206.La loi relative aux procédures d’adoption et au Comité chargé de la question des adoptions définit les critères et procédures d’adoption à l’intérieur et à l’extérieur du pays, en se fondant toujours sur le principe de l’intérêt supérieur de l’enfant. Dans le cas d’une adoption internationale, le Comité albanais chargé de la question des adoptions, conformément à cette loi et aux dispositions du Code de la famille, soumet au tribunal les informations suivantes:

a)La confirmation que l’enfant n’a pu être adopté en Albanie au cours des six derniers mois;

b)La preuve que dans le pays des candidats adoptants, l’enfant bénéficiera des mêmes droits qu’en Albanie, et que l’adoption est irrévocable.
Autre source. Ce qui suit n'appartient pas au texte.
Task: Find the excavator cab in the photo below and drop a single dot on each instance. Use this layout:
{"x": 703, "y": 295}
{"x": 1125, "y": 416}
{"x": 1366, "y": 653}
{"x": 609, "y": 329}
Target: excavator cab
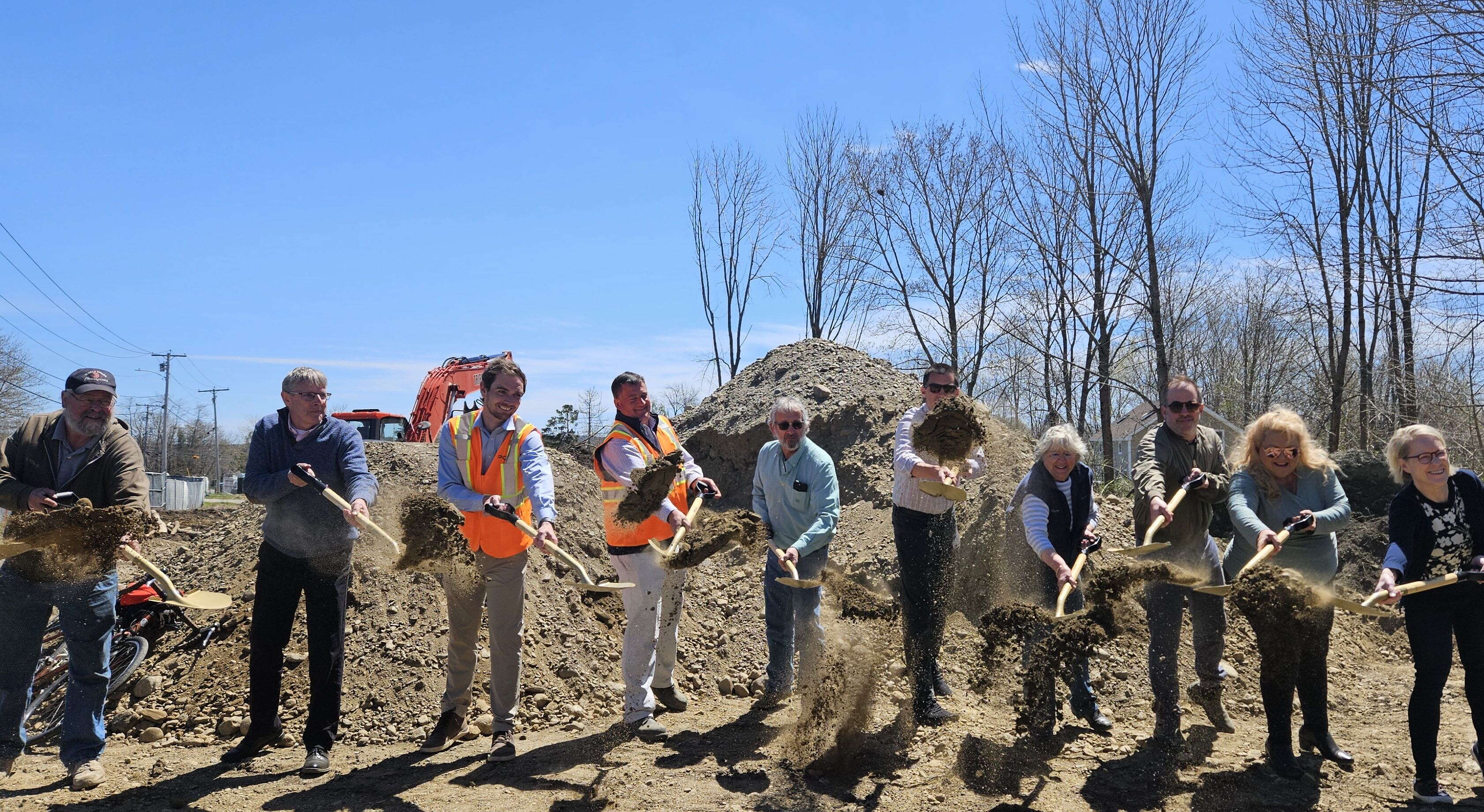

207.Le Code pénal prévoit un certain nombre d’infractions touchant les enfants et les peines applicables dans chaque cas: abandon d’enfant, non-déclaration d’un changement de domicile, enlèvement, recel et substitution d’enfants, violence domestique, ou encore traite (recrutement, recel, achat et vente d’enfants), maltraitance sur mineurs (recrutement, vente, transport, transfert ou utilisation d’enfants à des fins de prostitution ou d’autres formes d’exploitation sexuelle, travail forcé et autres services, esclavage et pratiques assimilées, trafic et transplantation d’organes, et toute autre forme d’exploitation).